Avant lui, en 1843, Gautier, adepte du club des haschischins, décrit dans un feuilleton Le Haschich, les effets de cette drogue en trois phases : L’hyperesthésie des sensations, en particulier auditives, la dilatation du temps, et enfin l’apparition de figures grotesques. Trois  ans plus tard, dans Le Club des Haschischins, Gautier raconte ses premières expériences. Il est précédé de la publication d’un article sur ce sujet en février 1846 dans la Revue des deux mondes expliquant le contenu et le contexte des expériences menées au club des haschischins. L’introduction du livre décrit la première visite de Théophile Gautier au club :

 

« Un soir de décembre, obéissant à une convocation mystérieuse, rédigée en termes énigmatiques compris des affiliés, inintelligibles pour d'autres, j'arrivai dans un quartier lointain, espèce d'oasis de solitude au milieu de Paris, que le fleuve, en l'entourant de ses deux bras, semble défendre contre les empiétements de la civilisation, car c'était dans une vieille maison de L'îLe Sait-Louis, l'hôtel Pimodan, bâti par Lauzun, que le club bizarre dont je faisais partie depuis peu tenait ses séances mensuelles, où j'allais assister pour la première fois… »

En 1851, c’est au tour de Baudelaire, avec son œuvre, Du vin et du haschisch.
« Le goût frénétique de l’homme pour toutes les substances saines et dangereuses, qui exaltent sa personnalité, témoigne de sa grandeur. Il aspire toujours à réchauffer ses espérances et à s’élever vers l’infini. »

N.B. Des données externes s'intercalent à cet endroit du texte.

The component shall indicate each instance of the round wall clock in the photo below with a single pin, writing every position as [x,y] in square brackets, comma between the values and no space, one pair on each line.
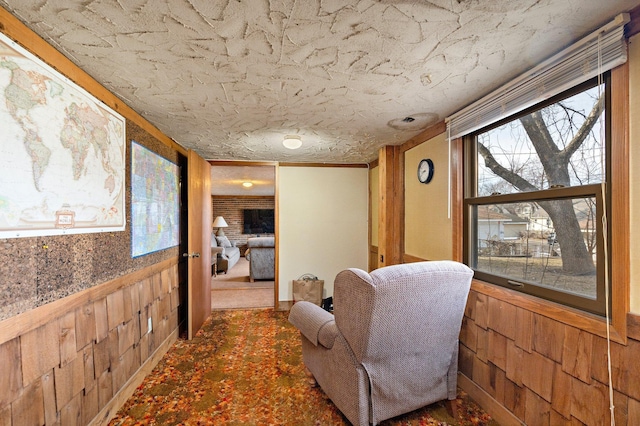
[425,170]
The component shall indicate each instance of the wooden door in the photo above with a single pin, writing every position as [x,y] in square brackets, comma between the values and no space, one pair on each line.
[199,243]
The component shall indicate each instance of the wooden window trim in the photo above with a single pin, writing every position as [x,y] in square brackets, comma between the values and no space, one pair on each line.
[620,271]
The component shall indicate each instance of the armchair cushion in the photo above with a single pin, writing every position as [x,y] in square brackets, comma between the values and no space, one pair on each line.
[393,346]
[314,323]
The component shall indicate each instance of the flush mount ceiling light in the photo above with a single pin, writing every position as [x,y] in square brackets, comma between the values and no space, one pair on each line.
[292,142]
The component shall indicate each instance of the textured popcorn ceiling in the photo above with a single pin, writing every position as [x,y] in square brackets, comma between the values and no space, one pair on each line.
[230,78]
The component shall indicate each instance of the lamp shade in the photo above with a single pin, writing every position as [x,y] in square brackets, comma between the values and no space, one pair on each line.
[220,222]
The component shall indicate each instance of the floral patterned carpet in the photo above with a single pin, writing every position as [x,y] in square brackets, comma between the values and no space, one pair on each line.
[244,367]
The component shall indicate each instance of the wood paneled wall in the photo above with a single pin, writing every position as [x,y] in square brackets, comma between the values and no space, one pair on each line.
[76,361]
[543,371]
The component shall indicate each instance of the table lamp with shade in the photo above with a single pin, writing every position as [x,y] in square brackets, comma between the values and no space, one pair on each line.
[220,223]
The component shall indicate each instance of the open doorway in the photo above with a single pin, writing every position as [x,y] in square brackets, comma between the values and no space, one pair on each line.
[243,198]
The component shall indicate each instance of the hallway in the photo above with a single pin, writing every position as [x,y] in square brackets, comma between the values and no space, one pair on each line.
[234,291]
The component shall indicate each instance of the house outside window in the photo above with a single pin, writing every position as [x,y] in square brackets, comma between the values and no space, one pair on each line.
[535,197]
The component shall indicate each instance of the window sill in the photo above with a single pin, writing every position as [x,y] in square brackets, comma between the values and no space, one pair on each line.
[564,314]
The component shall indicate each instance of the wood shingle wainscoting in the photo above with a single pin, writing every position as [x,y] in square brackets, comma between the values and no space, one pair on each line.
[76,360]
[515,355]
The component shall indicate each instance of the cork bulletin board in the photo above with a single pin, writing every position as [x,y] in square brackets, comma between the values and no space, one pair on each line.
[38,270]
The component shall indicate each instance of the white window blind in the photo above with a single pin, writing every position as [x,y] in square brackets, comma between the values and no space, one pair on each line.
[598,52]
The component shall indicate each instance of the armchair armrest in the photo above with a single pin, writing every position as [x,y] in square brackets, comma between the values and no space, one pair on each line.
[316,324]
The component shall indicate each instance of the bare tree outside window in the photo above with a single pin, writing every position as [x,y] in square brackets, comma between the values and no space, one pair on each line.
[549,240]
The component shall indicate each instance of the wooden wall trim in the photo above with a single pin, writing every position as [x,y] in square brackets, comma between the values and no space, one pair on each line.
[244,197]
[633,27]
[109,411]
[620,223]
[408,258]
[16,30]
[633,326]
[561,313]
[425,135]
[349,165]
[390,218]
[457,197]
[30,320]
[241,163]
[496,410]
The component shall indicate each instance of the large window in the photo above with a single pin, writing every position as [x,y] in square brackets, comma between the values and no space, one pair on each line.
[535,198]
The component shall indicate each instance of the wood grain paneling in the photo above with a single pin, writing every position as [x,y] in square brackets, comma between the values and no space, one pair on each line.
[68,370]
[545,366]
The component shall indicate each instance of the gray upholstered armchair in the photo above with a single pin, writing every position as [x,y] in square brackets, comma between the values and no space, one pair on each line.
[391,346]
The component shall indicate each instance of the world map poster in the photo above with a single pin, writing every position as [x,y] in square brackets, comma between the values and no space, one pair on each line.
[155,202]
[62,152]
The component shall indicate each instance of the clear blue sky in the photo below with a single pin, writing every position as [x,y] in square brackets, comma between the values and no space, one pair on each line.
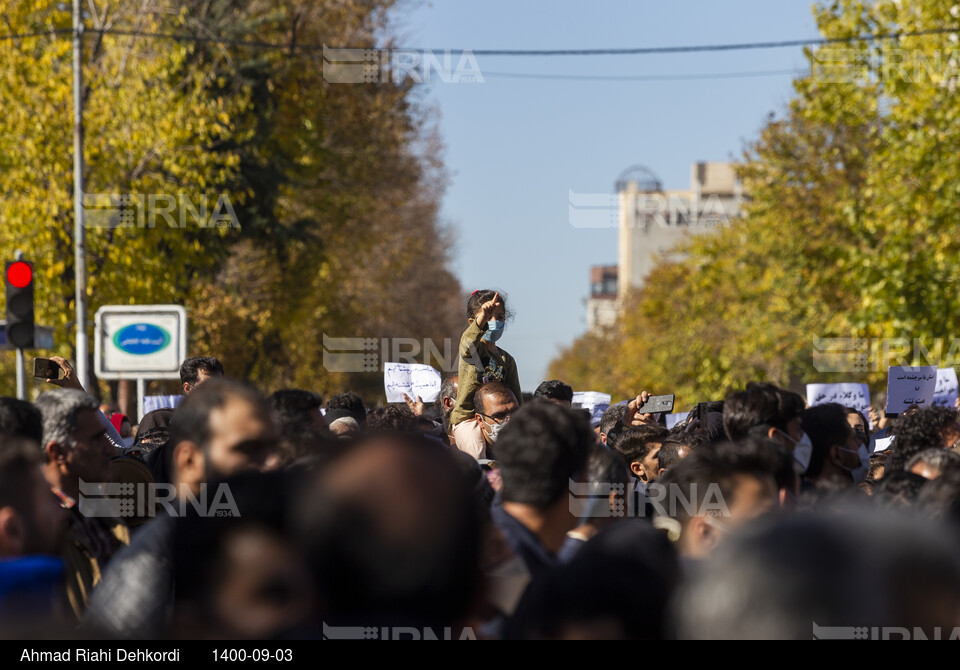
[515,147]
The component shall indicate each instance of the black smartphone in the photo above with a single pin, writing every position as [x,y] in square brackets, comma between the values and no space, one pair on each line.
[44,368]
[657,403]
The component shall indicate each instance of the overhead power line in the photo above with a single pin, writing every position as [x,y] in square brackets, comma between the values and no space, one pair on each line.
[630,51]
[643,77]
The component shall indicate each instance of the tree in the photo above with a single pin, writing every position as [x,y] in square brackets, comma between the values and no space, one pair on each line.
[850,230]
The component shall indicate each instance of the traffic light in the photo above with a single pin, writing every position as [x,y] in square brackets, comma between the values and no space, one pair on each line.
[20,326]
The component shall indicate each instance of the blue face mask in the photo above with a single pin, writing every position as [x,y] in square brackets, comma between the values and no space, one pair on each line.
[494,331]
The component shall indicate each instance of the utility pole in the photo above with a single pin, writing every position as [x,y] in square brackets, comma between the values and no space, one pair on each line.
[21,361]
[79,231]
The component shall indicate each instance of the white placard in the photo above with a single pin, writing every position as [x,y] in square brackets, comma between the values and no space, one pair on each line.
[140,341]
[155,402]
[674,418]
[883,443]
[908,386]
[946,392]
[594,401]
[848,394]
[414,379]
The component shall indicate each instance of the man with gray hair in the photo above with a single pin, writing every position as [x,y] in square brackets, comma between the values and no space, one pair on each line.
[76,450]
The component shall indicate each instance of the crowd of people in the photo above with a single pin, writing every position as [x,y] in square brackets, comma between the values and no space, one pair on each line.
[487,514]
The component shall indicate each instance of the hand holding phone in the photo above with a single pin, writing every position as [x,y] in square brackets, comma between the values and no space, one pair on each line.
[44,368]
[67,380]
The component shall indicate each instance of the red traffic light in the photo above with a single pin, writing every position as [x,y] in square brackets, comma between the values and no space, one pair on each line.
[19,274]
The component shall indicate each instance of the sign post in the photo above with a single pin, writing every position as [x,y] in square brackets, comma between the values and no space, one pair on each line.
[140,342]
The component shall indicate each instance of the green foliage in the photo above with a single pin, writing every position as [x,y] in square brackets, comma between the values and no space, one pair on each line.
[851,231]
[335,187]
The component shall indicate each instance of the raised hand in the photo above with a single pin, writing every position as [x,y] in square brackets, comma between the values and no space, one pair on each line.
[632,418]
[416,406]
[70,379]
[487,310]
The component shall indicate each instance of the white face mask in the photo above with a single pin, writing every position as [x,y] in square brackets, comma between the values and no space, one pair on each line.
[802,450]
[859,473]
[495,428]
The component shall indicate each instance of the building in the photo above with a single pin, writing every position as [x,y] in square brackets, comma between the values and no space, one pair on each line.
[602,303]
[652,221]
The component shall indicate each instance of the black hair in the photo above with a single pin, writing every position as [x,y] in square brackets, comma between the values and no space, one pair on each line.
[670,454]
[634,443]
[554,389]
[940,498]
[292,404]
[542,447]
[721,465]
[917,432]
[591,589]
[391,418]
[827,426]
[295,411]
[20,460]
[610,417]
[351,402]
[760,404]
[606,467]
[936,458]
[191,420]
[190,369]
[19,418]
[493,390]
[374,567]
[477,298]
[899,489]
[257,501]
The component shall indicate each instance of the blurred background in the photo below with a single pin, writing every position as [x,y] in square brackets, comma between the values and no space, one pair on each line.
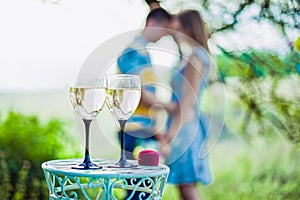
[255,44]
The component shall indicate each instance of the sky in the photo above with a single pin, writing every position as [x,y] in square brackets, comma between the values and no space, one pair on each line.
[44,44]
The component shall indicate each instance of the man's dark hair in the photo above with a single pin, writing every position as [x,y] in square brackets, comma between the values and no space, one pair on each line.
[159,15]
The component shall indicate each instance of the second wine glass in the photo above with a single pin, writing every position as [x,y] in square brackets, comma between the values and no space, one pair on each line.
[87,97]
[123,97]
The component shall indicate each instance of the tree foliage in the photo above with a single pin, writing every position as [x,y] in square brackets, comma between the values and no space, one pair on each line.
[24,144]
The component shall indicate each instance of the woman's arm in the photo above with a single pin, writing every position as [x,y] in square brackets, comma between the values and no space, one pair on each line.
[192,75]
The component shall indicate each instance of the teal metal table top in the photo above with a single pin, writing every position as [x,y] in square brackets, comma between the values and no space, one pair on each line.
[106,183]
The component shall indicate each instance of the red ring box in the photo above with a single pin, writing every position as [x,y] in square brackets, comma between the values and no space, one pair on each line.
[148,158]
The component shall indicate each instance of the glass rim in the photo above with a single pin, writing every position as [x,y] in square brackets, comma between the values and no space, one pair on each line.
[123,75]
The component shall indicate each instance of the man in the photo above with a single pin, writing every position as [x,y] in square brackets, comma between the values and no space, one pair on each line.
[135,59]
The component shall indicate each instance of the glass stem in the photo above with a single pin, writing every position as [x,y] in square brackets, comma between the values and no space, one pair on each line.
[123,157]
[87,123]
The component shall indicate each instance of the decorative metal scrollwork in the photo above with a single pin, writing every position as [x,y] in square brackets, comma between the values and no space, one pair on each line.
[66,183]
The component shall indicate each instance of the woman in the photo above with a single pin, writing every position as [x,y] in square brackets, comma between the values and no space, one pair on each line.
[186,130]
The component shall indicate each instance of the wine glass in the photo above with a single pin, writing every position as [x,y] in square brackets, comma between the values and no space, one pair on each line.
[123,96]
[87,97]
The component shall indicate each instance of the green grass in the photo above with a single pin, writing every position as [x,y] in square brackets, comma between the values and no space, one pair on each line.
[266,170]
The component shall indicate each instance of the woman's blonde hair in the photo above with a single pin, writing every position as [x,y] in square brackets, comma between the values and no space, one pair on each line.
[193,24]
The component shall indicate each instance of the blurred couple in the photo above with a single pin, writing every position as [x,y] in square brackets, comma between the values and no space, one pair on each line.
[182,141]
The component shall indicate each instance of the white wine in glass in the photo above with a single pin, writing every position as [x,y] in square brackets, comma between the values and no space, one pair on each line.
[123,97]
[87,98]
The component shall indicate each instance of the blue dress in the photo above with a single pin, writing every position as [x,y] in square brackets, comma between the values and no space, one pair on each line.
[185,161]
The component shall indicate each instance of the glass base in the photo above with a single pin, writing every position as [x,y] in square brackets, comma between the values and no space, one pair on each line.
[86,166]
[123,164]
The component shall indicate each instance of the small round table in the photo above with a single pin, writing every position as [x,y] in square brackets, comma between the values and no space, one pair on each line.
[67,183]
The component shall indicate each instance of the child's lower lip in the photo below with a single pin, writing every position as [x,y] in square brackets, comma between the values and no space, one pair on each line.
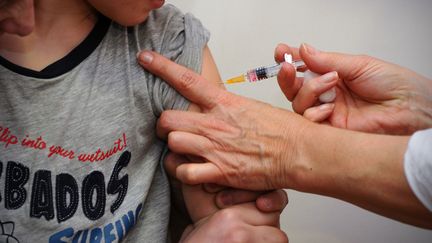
[158,3]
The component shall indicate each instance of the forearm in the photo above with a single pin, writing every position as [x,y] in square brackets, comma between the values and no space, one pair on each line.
[363,169]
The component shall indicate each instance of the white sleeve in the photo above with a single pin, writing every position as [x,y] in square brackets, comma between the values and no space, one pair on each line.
[418,166]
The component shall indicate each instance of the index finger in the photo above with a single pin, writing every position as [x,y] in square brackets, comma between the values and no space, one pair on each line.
[189,84]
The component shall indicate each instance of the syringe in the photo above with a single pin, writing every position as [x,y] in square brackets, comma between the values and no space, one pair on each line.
[261,73]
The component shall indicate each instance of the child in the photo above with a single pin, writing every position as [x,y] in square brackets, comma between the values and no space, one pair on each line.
[79,157]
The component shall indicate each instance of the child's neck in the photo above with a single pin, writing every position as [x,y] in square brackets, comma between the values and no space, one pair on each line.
[60,26]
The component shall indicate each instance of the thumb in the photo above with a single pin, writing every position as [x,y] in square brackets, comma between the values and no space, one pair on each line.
[347,66]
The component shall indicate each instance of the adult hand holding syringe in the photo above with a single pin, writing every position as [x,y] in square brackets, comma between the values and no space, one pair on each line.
[262,73]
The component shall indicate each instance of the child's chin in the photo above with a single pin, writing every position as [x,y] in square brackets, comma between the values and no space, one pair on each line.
[132,22]
[158,3]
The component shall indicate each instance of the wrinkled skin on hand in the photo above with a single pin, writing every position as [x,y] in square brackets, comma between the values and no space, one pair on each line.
[245,143]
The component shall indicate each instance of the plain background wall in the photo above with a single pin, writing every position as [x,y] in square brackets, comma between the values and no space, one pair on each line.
[244,35]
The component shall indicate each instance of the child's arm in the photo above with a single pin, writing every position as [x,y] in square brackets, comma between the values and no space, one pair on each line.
[201,205]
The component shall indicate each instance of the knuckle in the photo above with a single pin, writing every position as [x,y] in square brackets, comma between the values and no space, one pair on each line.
[229,216]
[164,121]
[187,80]
[283,237]
[189,176]
[312,88]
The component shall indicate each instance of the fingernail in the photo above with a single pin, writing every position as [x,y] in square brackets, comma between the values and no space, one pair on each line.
[328,77]
[226,199]
[325,107]
[310,49]
[145,57]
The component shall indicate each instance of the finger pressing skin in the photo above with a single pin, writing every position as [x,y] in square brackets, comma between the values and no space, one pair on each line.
[269,235]
[191,122]
[289,84]
[282,49]
[186,82]
[311,90]
[213,188]
[188,143]
[194,174]
[319,113]
[274,201]
[229,197]
[172,161]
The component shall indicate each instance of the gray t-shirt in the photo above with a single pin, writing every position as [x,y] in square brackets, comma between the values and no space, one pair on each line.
[79,156]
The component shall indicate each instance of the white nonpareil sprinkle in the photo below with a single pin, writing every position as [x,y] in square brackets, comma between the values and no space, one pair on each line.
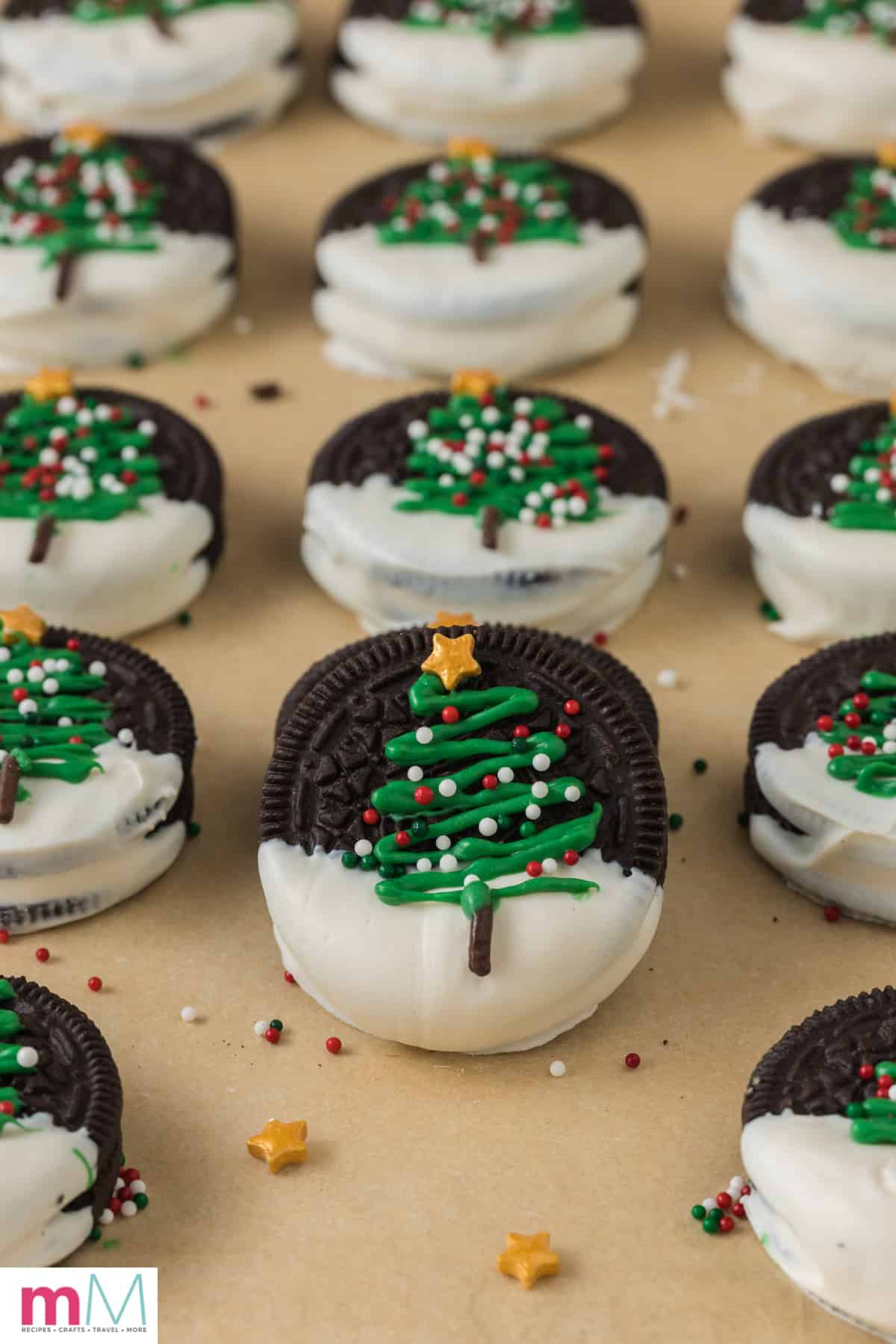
[671,394]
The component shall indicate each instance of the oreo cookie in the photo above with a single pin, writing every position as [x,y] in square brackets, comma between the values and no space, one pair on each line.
[60,1128]
[818,786]
[111,508]
[500,500]
[479,258]
[381,804]
[514,74]
[821,517]
[818,1127]
[96,783]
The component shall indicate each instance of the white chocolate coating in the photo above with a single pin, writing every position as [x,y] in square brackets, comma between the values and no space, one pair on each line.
[415,309]
[401,972]
[827,582]
[396,569]
[825,1210]
[781,82]
[120,302]
[813,300]
[429,87]
[848,853]
[73,850]
[116,577]
[38,1164]
[223,65]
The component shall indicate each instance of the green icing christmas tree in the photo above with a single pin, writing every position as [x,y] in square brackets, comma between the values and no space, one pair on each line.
[869,488]
[473,809]
[160,13]
[862,737]
[50,718]
[480,202]
[70,457]
[499,19]
[848,18]
[494,456]
[89,195]
[868,215]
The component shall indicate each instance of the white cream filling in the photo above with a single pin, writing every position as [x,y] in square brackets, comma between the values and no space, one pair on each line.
[75,848]
[813,300]
[396,569]
[222,63]
[120,302]
[827,582]
[426,309]
[117,577]
[435,85]
[824,1209]
[401,972]
[40,1172]
[781,77]
[847,855]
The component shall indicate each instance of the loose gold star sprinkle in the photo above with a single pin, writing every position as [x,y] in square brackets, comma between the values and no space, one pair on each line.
[87,134]
[22,620]
[50,385]
[474,382]
[467,147]
[448,618]
[528,1258]
[452,660]
[280,1144]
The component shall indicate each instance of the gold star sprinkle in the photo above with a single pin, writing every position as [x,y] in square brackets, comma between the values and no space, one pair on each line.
[467,147]
[452,618]
[87,134]
[22,620]
[50,385]
[528,1258]
[452,660]
[280,1144]
[474,382]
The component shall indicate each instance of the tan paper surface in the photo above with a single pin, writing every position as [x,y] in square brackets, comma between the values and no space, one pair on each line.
[420,1164]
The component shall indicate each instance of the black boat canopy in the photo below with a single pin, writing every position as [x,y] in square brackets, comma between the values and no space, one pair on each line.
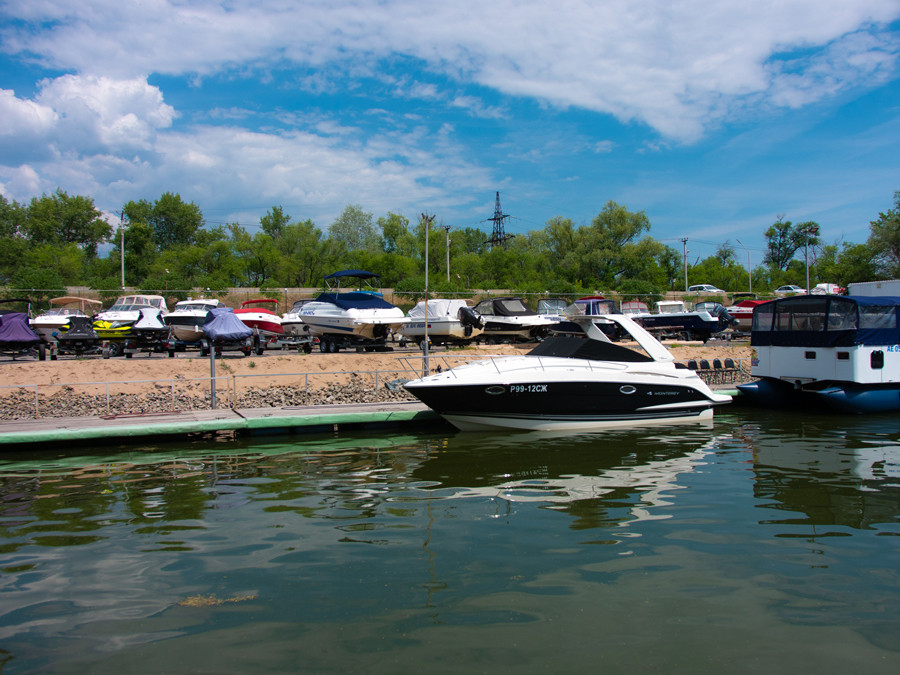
[827,321]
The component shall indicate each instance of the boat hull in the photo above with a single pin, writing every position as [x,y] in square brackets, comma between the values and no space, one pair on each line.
[841,397]
[545,405]
[440,331]
[268,326]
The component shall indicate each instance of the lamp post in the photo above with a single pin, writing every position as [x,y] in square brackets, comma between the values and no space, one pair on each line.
[809,230]
[749,269]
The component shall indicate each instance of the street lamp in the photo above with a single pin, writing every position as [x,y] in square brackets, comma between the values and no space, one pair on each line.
[813,230]
[749,269]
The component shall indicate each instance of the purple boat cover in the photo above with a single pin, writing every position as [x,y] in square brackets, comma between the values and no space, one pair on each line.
[14,328]
[222,324]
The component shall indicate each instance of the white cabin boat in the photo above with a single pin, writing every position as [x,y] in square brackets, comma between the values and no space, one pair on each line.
[443,322]
[571,383]
[826,352]
[49,323]
[351,317]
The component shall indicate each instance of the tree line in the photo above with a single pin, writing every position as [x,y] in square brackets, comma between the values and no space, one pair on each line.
[54,241]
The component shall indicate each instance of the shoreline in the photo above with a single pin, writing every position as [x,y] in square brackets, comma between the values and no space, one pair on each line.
[156,383]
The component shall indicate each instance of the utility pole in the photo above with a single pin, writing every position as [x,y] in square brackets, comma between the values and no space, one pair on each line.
[122,244]
[447,231]
[427,220]
[498,235]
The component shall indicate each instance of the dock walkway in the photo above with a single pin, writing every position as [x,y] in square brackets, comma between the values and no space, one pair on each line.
[159,426]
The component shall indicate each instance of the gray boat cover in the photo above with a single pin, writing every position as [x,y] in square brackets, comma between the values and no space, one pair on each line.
[14,329]
[223,324]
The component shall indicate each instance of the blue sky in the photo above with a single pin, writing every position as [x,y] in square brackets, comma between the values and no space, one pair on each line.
[715,117]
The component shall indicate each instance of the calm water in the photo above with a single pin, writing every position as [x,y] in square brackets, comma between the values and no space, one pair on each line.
[761,543]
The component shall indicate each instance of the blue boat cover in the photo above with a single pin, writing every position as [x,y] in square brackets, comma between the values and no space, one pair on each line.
[14,328]
[827,321]
[360,274]
[355,300]
[223,324]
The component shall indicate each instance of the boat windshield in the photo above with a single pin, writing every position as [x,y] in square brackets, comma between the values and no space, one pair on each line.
[512,306]
[195,307]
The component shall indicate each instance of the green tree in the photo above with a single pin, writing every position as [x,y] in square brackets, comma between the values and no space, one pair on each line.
[274,222]
[307,255]
[355,229]
[884,240]
[63,219]
[173,220]
[783,240]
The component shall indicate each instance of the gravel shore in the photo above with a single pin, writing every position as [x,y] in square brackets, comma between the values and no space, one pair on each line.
[77,388]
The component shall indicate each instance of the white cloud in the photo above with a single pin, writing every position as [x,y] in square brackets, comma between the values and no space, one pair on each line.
[676,67]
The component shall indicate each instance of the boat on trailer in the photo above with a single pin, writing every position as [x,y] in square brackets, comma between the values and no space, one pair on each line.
[826,352]
[49,323]
[509,320]
[345,318]
[673,320]
[441,322]
[572,383]
[187,319]
[265,322]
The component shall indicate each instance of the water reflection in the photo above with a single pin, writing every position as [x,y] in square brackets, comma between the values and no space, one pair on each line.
[683,539]
[823,473]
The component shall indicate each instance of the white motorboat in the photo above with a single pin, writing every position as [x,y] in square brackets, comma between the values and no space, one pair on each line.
[572,383]
[593,308]
[826,352]
[291,321]
[510,320]
[673,320]
[351,317]
[49,323]
[116,322]
[553,307]
[187,319]
[442,321]
[634,308]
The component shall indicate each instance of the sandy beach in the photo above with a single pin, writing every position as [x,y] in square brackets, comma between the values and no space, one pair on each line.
[145,373]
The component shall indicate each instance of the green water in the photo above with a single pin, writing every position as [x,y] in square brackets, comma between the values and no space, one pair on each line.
[758,544]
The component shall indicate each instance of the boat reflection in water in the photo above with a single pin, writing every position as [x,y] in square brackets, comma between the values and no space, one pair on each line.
[846,476]
[630,481]
[381,552]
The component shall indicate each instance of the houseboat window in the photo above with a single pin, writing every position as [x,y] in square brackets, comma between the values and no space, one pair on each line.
[873,316]
[762,317]
[877,359]
[842,315]
[804,314]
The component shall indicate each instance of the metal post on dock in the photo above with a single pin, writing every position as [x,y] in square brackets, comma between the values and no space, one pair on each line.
[212,376]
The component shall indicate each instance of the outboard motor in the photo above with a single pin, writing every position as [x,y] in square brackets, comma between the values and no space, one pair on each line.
[79,337]
[725,319]
[470,319]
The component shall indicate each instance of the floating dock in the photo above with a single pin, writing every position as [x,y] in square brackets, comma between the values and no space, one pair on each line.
[117,429]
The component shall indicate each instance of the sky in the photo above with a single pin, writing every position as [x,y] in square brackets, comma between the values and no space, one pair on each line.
[714,117]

Selon Baudelaire, le vin est bon, puisqu’il rend l’homme vertueux :

 

« Il prête des serments, dicte des lois sublimes,

Terrasse les méchants, relève les victimes,

Et sous le firmament comme un dais suspendu

S’enivre des splendeurs de sa propre vertu. »

 

La sensation de fraîcheur est longuement décrite par Baudelaire dans Le poème du haschisch, publié en 1858, dans lequel, l’auteur chante les départs exaltants, les visions de lumières, or sang et pierreries que donnent le vin, le haschisch et l’opium. Baudelaire a voulu décrire, avec une précision admirable, les paysages multiples des paradis artificiels. En 1860, il publie Les Paradis artificiels. Il y fait une étude sur les effets du haschisch et de l’opium. Il s’attache davantage à décrire les comportements sociaux des consommateurs. Il y glorifie le vin, qui « rend bon et sociable ». Le haschisch est condamné parce qu’il est « antisocial », « il est fait pour les misérables oisifs ». Contrairement au vin, il n’incite pas à l’action et annihile toute volonté.

 

Au XXe siècle, dans les années 50, 60, Henri Michaux consacre la dernière partie de son œuvre à l’exploration de l’univers prodigieux que lui a révélé l’usage de drogues comme l’opium, le haschisch, le LSD, et surtout la mescaline.

 

Thomas de Quincey est un écrivain britannique né en 1785. Lorsqu’il découvre l’opium, il en fait un usage strictement thérapeutique, souffrant de douleurs à l’estomac. Entre 1812 et 1813, il consomme régulièrement de l’opium, mais il arrive encore à contrôler ses doses. Les Confessions d’un mangeur d’opium anglais, de Thomas de Quincey constituent un des premiers témoignages d’importance sur l’expérience de l’usage des drogues. Par la description de rêves et de cauchemars obtenus sous l’influence de l’opium, l’auteur a introduit un univers fantastique qui est devenu un modèle esthétique nouveau. L’œuvre a autant marqué l’imaginaire littéraire que le savoir médical.